Thursday, August 24, 2023

Issue:

Mackay and Whitsunday Life

Movie Review: Black Adam

It’s funny to think that, in the latter days of the superhero genre, where audiences are becoming more and more fatigued after greater than a decade’s worth of Marvel and DC Comics films, a Black Adam movie has finally made it to screen.

For those not in the know, Dwayne ‘The Rock’ Johnson has been attached to a Black Adam-type project since 2005, with the movie stuck in this will-they-wont-they, development hell. Amongst a large contingent of the movie media – press and commentators, mostly – it became a running joke. The film was never going to be made.

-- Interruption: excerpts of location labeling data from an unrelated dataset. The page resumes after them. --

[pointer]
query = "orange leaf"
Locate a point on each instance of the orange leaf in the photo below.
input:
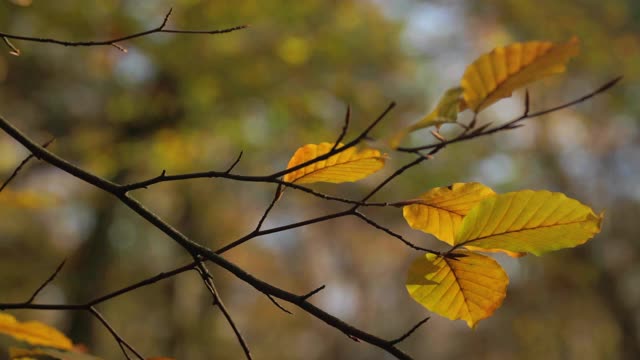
(33, 332)
(497, 74)
(347, 166)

When an actor is attached to a role for the better part of a decade and a half, the project is almost always destined to fall apart. Yet, somehow, Black Adam managed to stay together and Johnson has his day in the sun as the DC Comics anti-hero.

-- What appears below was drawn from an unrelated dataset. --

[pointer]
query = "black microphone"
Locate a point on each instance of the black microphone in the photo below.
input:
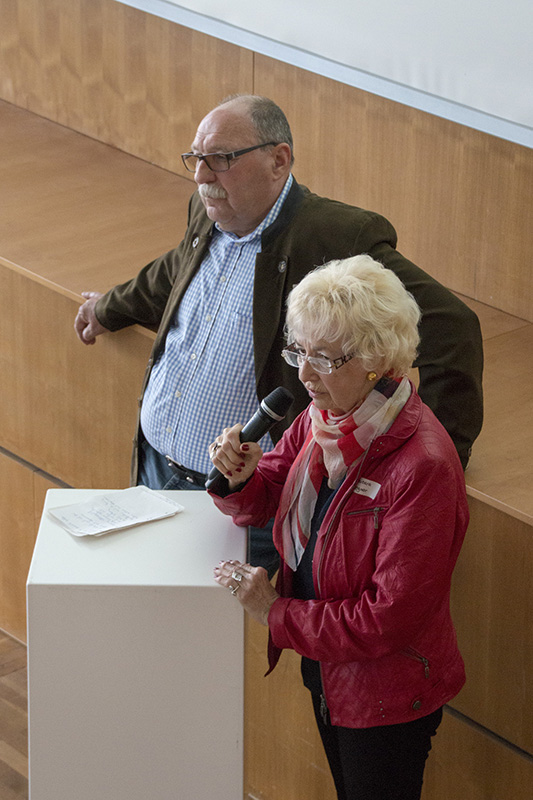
(272, 409)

It's been a strange ride, considering at the time of casting, Johnson was better known as The Rock – one of the world’s biggest wrestlers – and now he’s quite literally the world’s biggest movie star.

Johnson is Black Adam, a character who’s been bestowed with almighty powers of the gods before being imprisoned for 5,000 years and is brought back into the modern day, finding himself as a violent anti-hero fighting for justice.

Seemingly born to be a superhero with his imposing bulk, Johnson has stepped in front of the greenscreen as Black Adam, decked out in Spandex that reminds us of his WWE wrestling ring days. The character he portrays has had an enduring history at DC, and there’s not too much of that here; instead, Black Adam’s imposing, draconian personality is replaced by the Rock’s movie-star charisma – potentially to the detriment of the fuller DC Universe.

In an age of the anti-hero for comic-book movies, Black Adam is a serviceable showing that has a major draw: The Rock and smashing things.

Black Adam (M) is showing at the Bowen Summergarden Cinema now.